AI Infrastructure Overview
AI infrastructure is the hardware and software stack that sits between a trained model and a user who receives a response. It encompasses GPU selection and provisioning, cluster orchestration, model serving frameworks, networking for high-bandwidth GPU communication, storage for model weights and datasets, and the cost optimization strategies that determine whether your AI product is profitable or hemorrhaging money.
This is not about training models — most companies do not train foundation models from scratch. This is about the infrastructure you need to deploy, serve, and scale AI workloads in production. Whether you are running a single fine-tuned model on a GPU instance or orchestrating hundreds of inference replicas across multiple regions, the infrastructure decisions you make here determine your latency, throughput, cost, and reliability.

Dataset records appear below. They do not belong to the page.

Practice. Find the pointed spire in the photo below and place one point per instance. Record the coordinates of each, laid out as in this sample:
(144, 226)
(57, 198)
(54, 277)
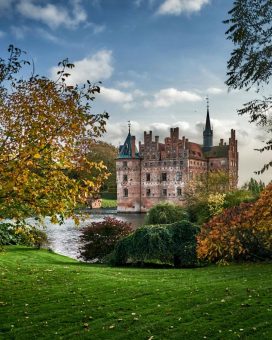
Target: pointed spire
(208, 122)
(128, 149)
(208, 132)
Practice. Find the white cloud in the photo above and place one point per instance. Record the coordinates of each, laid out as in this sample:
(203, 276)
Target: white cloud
(95, 27)
(52, 15)
(176, 7)
(125, 84)
(115, 96)
(19, 31)
(247, 136)
(214, 90)
(5, 5)
(171, 96)
(94, 68)
(47, 35)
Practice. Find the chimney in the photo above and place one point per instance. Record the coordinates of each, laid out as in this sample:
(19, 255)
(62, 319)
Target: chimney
(133, 146)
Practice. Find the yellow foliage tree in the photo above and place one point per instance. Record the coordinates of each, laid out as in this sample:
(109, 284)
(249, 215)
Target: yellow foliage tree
(46, 129)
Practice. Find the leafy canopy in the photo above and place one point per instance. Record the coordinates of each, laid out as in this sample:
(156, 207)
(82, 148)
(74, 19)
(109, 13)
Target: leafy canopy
(250, 64)
(46, 131)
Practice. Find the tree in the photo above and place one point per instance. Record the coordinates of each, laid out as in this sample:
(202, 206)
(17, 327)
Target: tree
(46, 131)
(254, 186)
(108, 154)
(204, 196)
(250, 64)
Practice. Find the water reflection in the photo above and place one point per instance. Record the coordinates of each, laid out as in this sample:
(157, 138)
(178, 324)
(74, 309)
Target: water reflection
(64, 239)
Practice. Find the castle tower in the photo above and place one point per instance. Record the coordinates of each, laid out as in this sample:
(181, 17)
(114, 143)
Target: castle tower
(128, 169)
(208, 132)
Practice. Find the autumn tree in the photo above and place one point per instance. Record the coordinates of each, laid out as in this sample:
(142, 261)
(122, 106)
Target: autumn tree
(46, 131)
(204, 195)
(250, 63)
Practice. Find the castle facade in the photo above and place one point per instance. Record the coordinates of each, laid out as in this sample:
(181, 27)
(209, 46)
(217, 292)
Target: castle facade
(160, 171)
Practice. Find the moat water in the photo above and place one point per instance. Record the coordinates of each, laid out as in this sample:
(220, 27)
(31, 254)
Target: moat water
(65, 239)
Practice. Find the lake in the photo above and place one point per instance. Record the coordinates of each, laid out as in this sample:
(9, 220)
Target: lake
(64, 239)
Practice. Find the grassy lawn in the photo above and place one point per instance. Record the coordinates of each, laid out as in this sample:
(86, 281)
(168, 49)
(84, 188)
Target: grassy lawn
(47, 296)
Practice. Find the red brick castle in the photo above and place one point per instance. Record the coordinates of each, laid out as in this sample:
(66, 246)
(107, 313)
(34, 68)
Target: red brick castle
(161, 171)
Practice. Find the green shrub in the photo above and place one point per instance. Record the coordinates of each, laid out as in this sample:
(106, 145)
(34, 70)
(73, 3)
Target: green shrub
(236, 197)
(164, 213)
(184, 235)
(173, 244)
(199, 212)
(99, 238)
(21, 234)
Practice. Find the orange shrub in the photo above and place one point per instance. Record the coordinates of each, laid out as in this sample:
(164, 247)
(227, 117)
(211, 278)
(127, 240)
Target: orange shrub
(243, 232)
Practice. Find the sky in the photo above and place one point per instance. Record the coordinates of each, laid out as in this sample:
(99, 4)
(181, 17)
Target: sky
(157, 60)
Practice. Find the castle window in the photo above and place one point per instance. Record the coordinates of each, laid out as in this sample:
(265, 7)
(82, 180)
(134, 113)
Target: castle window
(164, 176)
(125, 192)
(178, 176)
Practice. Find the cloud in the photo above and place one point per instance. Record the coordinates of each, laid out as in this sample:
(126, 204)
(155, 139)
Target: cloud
(249, 159)
(171, 96)
(95, 27)
(115, 96)
(19, 31)
(53, 15)
(214, 90)
(48, 36)
(125, 84)
(5, 5)
(176, 7)
(94, 68)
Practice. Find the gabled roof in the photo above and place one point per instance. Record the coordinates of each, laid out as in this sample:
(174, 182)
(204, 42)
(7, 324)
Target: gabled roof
(125, 150)
(219, 151)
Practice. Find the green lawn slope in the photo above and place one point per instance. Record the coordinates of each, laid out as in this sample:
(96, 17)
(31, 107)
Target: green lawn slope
(47, 296)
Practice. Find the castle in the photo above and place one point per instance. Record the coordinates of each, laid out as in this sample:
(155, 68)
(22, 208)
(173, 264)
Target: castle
(160, 171)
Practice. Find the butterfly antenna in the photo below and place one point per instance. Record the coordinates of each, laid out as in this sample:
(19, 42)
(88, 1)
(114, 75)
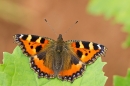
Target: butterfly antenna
(50, 27)
(71, 27)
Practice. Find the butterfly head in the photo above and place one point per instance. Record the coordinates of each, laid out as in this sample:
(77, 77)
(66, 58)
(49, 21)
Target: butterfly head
(60, 38)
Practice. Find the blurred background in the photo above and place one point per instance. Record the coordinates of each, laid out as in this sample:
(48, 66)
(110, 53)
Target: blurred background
(101, 21)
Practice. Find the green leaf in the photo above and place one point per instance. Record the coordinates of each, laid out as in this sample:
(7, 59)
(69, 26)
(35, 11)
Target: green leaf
(16, 71)
(122, 81)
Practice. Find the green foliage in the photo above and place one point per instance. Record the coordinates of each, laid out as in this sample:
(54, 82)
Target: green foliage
(117, 9)
(122, 81)
(16, 71)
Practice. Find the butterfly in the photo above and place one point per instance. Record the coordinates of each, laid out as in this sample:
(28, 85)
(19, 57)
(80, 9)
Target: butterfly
(63, 59)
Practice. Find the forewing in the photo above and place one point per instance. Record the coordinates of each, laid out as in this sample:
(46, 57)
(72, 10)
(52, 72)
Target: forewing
(36, 48)
(32, 44)
(86, 52)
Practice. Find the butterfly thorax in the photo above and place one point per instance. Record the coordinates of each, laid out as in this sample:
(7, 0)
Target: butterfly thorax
(57, 66)
(59, 44)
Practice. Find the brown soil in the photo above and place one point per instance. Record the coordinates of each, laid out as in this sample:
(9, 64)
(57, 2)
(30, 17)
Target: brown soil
(63, 14)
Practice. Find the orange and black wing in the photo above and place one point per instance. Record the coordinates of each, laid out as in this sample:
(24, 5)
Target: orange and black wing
(35, 47)
(80, 52)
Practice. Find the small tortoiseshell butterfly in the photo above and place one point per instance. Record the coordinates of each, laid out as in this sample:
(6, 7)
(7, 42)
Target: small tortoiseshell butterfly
(63, 59)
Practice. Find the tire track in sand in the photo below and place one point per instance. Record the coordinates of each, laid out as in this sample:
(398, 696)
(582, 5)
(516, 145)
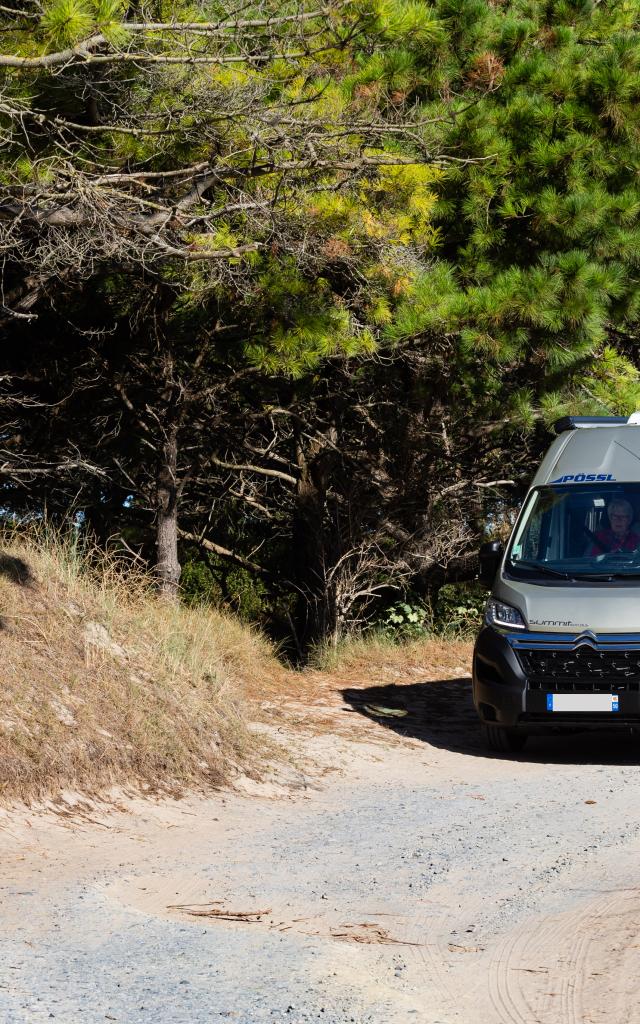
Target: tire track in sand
(579, 967)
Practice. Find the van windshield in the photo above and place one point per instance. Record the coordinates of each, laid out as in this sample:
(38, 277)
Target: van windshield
(585, 530)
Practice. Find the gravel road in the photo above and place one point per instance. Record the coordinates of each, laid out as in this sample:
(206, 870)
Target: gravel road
(393, 875)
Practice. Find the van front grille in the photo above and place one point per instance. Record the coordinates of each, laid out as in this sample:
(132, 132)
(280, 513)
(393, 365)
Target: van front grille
(582, 670)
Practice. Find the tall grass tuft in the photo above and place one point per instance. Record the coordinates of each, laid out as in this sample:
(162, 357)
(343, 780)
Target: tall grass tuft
(104, 684)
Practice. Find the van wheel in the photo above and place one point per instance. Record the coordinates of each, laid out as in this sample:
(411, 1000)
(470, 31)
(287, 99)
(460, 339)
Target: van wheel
(503, 740)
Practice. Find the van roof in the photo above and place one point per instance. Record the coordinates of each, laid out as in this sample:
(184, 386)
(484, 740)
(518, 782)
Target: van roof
(604, 453)
(572, 422)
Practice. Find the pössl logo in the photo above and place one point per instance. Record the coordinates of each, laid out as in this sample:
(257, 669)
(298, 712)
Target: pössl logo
(585, 478)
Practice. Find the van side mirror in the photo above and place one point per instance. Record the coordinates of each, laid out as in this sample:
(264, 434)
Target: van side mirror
(491, 556)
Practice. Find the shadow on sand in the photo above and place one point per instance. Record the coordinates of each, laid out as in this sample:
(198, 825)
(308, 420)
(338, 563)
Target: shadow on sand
(441, 714)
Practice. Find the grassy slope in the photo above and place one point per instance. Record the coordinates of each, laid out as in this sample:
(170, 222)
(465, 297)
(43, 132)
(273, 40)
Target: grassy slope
(104, 684)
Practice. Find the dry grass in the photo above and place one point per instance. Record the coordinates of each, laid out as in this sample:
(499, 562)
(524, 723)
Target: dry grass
(104, 684)
(375, 653)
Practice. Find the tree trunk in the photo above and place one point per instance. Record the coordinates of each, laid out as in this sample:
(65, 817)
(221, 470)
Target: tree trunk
(168, 566)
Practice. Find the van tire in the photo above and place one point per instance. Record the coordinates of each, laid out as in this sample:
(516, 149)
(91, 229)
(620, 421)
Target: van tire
(503, 740)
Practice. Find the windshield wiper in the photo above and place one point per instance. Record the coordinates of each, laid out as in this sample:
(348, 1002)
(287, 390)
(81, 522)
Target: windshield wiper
(543, 568)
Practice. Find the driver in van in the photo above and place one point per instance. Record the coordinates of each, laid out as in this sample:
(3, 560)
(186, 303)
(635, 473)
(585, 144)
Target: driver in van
(621, 537)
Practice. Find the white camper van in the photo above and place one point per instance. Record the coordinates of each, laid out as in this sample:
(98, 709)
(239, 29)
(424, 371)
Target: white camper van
(560, 644)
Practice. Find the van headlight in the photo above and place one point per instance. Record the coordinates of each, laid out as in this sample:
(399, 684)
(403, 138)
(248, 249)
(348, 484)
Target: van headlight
(498, 613)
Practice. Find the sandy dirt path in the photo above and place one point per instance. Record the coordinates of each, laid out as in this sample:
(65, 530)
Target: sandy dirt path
(392, 872)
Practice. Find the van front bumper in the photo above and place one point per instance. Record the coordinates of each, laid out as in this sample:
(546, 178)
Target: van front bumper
(505, 693)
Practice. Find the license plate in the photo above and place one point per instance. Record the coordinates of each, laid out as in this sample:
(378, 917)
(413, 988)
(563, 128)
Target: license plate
(582, 701)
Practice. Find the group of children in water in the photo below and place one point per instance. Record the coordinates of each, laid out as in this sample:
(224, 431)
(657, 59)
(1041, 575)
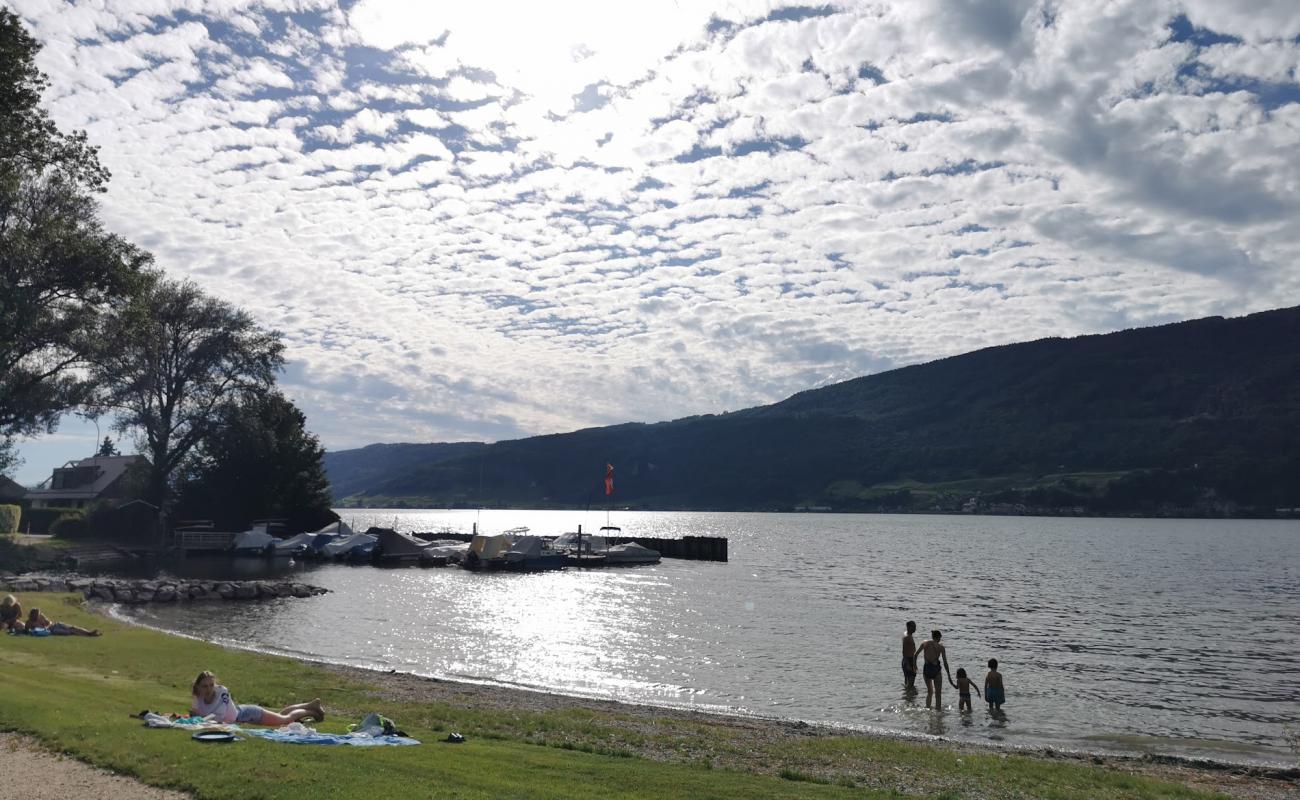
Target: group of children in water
(936, 656)
(37, 623)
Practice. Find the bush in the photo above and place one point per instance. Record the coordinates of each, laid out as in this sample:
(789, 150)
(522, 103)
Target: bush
(70, 524)
(9, 517)
(38, 520)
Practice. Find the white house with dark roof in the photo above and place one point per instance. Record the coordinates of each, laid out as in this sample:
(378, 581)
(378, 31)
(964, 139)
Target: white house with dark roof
(11, 491)
(77, 484)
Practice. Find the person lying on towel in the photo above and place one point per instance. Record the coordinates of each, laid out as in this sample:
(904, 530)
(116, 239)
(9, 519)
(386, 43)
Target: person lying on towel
(37, 621)
(213, 700)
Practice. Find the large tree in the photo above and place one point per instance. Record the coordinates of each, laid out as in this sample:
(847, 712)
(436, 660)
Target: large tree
(178, 357)
(59, 268)
(259, 462)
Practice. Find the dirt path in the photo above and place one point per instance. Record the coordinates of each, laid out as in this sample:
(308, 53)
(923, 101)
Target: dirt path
(30, 773)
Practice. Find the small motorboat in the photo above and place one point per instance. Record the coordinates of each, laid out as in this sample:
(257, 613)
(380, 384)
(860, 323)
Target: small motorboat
(395, 548)
(584, 549)
(350, 548)
(255, 541)
(511, 550)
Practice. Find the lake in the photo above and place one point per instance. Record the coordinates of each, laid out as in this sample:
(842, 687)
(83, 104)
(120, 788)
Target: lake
(1117, 635)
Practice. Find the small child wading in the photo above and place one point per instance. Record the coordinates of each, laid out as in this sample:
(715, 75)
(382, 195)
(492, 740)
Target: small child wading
(963, 687)
(993, 693)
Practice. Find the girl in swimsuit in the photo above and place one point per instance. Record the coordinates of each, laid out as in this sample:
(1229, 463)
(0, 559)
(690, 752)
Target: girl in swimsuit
(963, 687)
(56, 628)
(211, 697)
(11, 614)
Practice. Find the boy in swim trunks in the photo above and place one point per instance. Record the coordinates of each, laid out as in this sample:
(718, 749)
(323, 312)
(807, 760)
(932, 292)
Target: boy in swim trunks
(963, 687)
(909, 657)
(993, 692)
(934, 654)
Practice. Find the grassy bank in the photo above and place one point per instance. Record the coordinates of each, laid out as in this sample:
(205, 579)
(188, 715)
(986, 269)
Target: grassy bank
(77, 693)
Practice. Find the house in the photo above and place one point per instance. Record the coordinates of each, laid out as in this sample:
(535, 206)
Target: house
(11, 492)
(78, 484)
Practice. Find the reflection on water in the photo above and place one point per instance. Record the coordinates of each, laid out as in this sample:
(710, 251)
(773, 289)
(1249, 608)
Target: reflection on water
(1109, 632)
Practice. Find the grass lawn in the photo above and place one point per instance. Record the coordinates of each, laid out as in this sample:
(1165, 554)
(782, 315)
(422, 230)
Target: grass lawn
(76, 695)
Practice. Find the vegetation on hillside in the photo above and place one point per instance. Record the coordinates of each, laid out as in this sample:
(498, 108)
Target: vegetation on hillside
(1197, 418)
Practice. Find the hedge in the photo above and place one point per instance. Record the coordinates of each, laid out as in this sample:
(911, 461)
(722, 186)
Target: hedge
(9, 518)
(70, 524)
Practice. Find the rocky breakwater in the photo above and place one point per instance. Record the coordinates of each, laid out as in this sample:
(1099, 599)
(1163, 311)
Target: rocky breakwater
(138, 592)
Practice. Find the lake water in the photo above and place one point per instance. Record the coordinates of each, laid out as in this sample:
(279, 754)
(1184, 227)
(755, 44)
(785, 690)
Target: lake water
(1170, 636)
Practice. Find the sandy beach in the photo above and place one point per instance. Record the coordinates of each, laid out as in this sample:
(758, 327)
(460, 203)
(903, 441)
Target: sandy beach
(746, 734)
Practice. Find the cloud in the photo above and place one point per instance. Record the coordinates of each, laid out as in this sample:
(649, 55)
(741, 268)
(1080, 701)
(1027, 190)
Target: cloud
(606, 212)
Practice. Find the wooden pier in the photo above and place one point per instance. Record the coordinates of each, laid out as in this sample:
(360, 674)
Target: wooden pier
(690, 548)
(203, 541)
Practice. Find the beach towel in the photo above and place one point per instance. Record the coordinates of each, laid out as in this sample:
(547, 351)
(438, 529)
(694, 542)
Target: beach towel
(300, 734)
(185, 723)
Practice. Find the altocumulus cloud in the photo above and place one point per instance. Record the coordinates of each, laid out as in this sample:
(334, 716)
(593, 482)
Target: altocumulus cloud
(484, 220)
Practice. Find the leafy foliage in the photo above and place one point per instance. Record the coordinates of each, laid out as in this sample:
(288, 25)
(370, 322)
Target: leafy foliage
(9, 519)
(70, 524)
(259, 462)
(57, 266)
(178, 358)
(1200, 416)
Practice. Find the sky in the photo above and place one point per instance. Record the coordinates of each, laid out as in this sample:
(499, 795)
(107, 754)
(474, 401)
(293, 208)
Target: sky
(493, 220)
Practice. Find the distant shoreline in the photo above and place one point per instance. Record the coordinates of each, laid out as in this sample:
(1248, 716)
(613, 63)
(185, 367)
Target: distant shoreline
(1291, 515)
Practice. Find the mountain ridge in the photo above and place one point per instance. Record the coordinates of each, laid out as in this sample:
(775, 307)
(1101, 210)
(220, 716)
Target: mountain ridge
(1200, 416)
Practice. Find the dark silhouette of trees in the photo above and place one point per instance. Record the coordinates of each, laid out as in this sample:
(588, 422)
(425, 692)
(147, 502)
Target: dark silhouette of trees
(178, 357)
(258, 462)
(59, 268)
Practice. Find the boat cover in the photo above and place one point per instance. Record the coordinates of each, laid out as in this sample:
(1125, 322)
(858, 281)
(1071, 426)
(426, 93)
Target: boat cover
(490, 546)
(254, 539)
(631, 553)
(338, 527)
(394, 544)
(524, 548)
(294, 543)
(346, 544)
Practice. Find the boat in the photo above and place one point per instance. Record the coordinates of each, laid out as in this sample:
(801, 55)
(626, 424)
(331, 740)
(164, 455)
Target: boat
(293, 546)
(529, 554)
(350, 548)
(511, 550)
(395, 548)
(629, 553)
(254, 541)
(588, 550)
(450, 549)
(486, 549)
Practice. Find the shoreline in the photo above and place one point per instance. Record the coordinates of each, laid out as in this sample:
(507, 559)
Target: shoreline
(1266, 781)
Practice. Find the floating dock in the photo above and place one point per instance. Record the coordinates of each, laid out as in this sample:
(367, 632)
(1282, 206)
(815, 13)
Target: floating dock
(690, 548)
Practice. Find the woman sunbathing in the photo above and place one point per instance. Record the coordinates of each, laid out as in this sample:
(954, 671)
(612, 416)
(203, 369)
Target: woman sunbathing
(37, 621)
(212, 699)
(11, 614)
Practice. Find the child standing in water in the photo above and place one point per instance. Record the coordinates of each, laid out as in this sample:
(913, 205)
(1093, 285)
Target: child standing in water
(963, 690)
(993, 692)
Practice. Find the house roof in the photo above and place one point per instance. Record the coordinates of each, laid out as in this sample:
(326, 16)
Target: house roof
(11, 489)
(107, 470)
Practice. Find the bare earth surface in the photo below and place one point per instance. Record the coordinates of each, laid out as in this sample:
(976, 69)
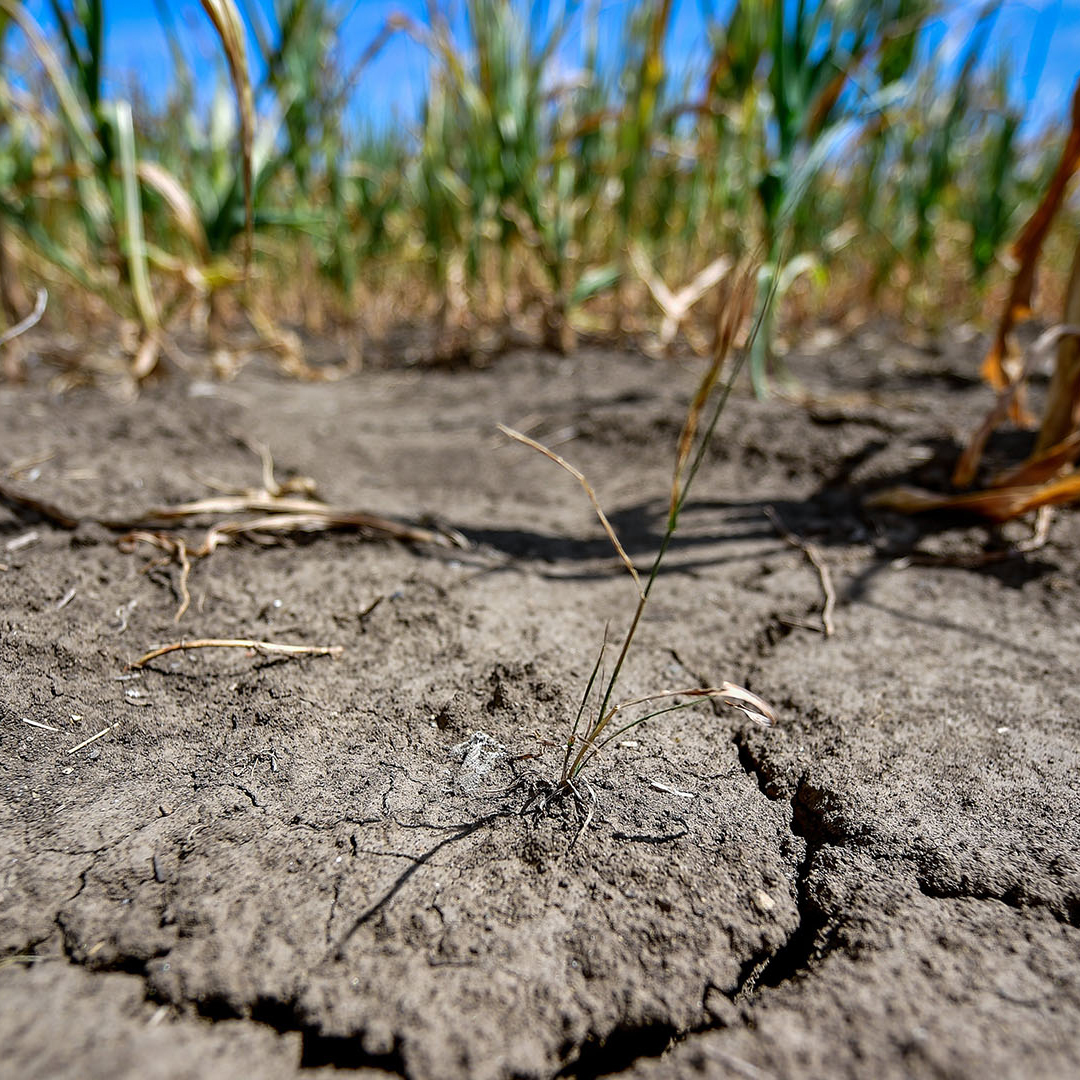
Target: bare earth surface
(272, 866)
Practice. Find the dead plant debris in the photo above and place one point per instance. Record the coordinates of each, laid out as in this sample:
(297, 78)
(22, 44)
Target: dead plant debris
(262, 514)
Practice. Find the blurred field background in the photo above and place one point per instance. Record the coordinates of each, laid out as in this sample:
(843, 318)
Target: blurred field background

Why AI Infrastructure Is Different
Traditional web infrastructure is CPU-bound, memory-bound, or I/O-bound. AI infrastructure is GPU-bound, and that single difference cascades into every architectural decision:
| Dimension | Traditional Infrastructure | AI Infrastructure |
|---|---|---|
| Compute | CPU (commodity, cheap) | GPU (scarce, expensive) |
| Cost driver | Network egress, storage | GPU hours (10-100x CPU cost) |
| Scaling unit | vCPU/container | GPU/fractional GPU |
| Memory pressure | Application heap | GPU VRAM (model must fit) |
| Startup time | Seconds (container) | Minutes (model loading) |
| Utilization target | 40-60% (headroom) | 80-95% (GPU too expensive to idle) |
| Failure blast radius | One service | Entire model serving pipeline |
| Networking | Standard TCP/HTTP | NVLink, InfiniBand for multi-GPU |
GPU Scarcity Is Real
Unlike CPUs, GPUs cannot be provisioned on-demand during peak hours. Cloud providers frequently have zero availability for A100/H100 instances. AI infrastructure planning must account for reservation strategies, spot instance fallbacks, and multi-cloud GPU sourcing.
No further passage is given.